Harsanyi omits to raise any question why AP journalists in Gaza are not “at risk” from Hamas. It is a terrorist organization with a genocidal objective. Hamas has no First Amendment in its charter. The question answers itself. The AP’s Gaza journalists report nothing that might displease Hamas. That’s why they aren’t at risk from Hamas.
In today’s “explainer” on possible “war crimes in Gaza,” the AP describes Hamas as “a grassroots movement.” The “explainer” explains:
As a grassroots movement, Hamas is deeply embedded in Palestinian society, with a political operation and charities separate from its secretive armed wing. While Israel and Western countries view Hamas as a terrorist organization, it is also Gaza’s de facto government, employing tens of thousands of people as civil servants and police. So just being connected to Hamas doesn’t mean someone is a combatant, and there are many in Gaza who oppose the group — and all are equally exposed with nowhere to run.
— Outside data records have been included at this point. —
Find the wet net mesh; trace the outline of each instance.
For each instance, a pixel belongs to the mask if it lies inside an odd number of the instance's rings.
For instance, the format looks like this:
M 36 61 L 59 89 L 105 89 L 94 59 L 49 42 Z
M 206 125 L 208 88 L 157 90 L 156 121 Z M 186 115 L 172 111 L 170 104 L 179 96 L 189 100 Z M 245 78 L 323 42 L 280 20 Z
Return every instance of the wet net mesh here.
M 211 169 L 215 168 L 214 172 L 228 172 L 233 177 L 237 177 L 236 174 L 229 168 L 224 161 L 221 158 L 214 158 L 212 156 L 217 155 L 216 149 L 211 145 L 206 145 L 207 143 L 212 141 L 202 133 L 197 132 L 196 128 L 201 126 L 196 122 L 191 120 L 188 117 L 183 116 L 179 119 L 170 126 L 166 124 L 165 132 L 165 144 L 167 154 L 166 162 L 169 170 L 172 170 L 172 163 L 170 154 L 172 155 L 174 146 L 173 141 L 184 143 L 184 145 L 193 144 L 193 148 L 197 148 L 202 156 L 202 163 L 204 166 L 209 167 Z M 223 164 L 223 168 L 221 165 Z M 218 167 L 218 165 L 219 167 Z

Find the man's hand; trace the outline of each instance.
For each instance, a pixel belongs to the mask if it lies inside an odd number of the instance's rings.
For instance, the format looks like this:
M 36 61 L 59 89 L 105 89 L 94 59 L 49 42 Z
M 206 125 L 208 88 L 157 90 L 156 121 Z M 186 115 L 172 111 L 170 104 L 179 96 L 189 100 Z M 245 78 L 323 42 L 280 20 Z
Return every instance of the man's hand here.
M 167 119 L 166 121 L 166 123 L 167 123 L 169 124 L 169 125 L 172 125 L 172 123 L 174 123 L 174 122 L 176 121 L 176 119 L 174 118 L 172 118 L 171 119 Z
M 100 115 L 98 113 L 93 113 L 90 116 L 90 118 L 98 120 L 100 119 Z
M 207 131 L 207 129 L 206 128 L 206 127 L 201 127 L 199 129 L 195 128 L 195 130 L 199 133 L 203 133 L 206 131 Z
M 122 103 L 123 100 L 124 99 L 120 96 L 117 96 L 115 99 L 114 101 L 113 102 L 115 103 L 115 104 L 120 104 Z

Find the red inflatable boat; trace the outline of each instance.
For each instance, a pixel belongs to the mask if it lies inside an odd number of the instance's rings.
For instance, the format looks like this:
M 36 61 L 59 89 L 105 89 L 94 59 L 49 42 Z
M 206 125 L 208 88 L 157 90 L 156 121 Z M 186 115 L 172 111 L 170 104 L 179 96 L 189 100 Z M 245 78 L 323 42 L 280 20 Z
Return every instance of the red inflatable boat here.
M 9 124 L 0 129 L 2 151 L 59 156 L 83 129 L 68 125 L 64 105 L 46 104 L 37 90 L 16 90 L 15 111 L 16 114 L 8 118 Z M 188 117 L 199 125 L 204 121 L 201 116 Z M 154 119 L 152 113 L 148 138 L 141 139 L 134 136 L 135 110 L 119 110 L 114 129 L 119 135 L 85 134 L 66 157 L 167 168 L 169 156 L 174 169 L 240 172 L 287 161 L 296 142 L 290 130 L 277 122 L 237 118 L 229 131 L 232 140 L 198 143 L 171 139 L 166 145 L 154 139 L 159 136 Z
The “explainer” goes this far: “The firing of hundreds of imprecise rockets into Israel by Hamas and other Palestinian groups is fairly clear-cut [as a possible war crime].” Love that “fairly.”
But it’s all so complicated: “Who’s right? It’s hard to say, especially in the fog of battle.” The words “terrorist” and “terrorism” do not appear in the AP “explainer,” which devotes as much space to the destruction of the office tower as it does to Hamas’s rockets. With “explanation” like this, who needs obfuscation?
The questions that Harsanyi poses are legitimate and important. They should be answered in any fair-minded investigation. In truth, however, we have sufficient evidence to concur in the judgment rendered in the headline on Harsanyi’s column.